Guten Tag, liebe Leserinnen und Leser,
„Das übertrifft ohne Zweifel alles, was ich je gesehen habe - und es ist längst
noch nicht überwunden“. Dieses aktuelle Zitat ist Spiegelbild einer Fassungslosigkeit,
die nun nicht den Autor dieser Zeilen befallen hat, sondern
den 72-jährigen Alan Greenspan, der als FED-Chef die laufende Katastrophe
überhaupt erst ermöglicht hatte. Kein Wunder:
Wir sind alle Zeitzeugen (und Leidtragende) einer Tragödie, die einen festen
Platz in den Geschichtsbüchern erhalten wird. So werden die nachfolgenden
Generationen kaum glauben, dass innerhalb eines halben Jahres
von den fünf größten Investmentbanken der USA, drei einfach verschwinden
konnten und die beiden verbliebenen ihr Geschäftsmodell ändern.

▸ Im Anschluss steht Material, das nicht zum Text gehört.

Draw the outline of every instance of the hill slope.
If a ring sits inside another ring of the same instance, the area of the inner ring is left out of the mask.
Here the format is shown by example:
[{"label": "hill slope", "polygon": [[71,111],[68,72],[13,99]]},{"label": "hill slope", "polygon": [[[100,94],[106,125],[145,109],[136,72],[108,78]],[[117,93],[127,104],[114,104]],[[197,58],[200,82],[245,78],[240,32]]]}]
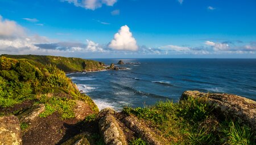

Gleichzeitig waren die beiden dominierenden Hypothekenfinanzierer der
USA vollends und die weltgrößte US-Versicherung quasi verstaatlicht worden,
während angeblich über 100 kleinere US-Banken auf der Kippe stehen.
Das Schlimme:
Durch die beständigen Abwertungen von Immobilien und Finanzanlagen
nährt sich die Krise selbst und frisst sich wie ein Wurm durch den Finanzsektor. Dadurch steht völlig offen, welche
Institutionen noch in das schwarze Loch hineingezogen werden. Die Horrormeldungen werden so schnell nicht
abreißen, wobei es eigentlich - nach menschlichem Ermessen - kaum noch schlimmer werden kann. Wenn aber
die Medien rund um den Erdball die Finanzkrise zum dominierenden Titelthema erkoren haben, ist nach unten
normalerweise nicht mehr viel möglich. Zumal:
Der Dow Jones hatte am 15.09. sagenhafte 4,4% verloren - das war der größte Tagesverlust seit 6 Jahren - und
zwei Sitzungen später nochmal 4,1%. Ein Minus von mehr als 4% gab es in den vergangenen 10 Jahren aber nur
an acht Tagen und die Kurse haben dann sofort im Anschluss oder kurz darauf in den Rallye-Modus umgeschaltet.
Das jüngste Kursfeuerwerk eröffnet beste Chancen, dass auch jetzt eine kräftige Umkehr eingeleitet wird.
Dabei ist der September auch aus saisonalen Gesichtspunkten für eine große Aufwärtsumkehr geradezu prädestiniert.
Denn der Jahreszyklus lässt für den 30. September sowohl im Dax wie im Dow Jones ein wichtiges
zyklisches Tief erwarten, dem dann im Oktober normalerweise eine Herbst-Rallye folgt. Die Wahrscheinlichkeit
ist also hoch, dass die Börsen am 17.09. den Tiefpunkt der Subprime-Baisse gefunden haben bzw. bis zum
30.09. (06.10.) herausbilden werden. Das heißt:
Als Trader wissen Sie um die vielen positiven Divergenzen, die sich in den letzten Wochen herausgebildet haben.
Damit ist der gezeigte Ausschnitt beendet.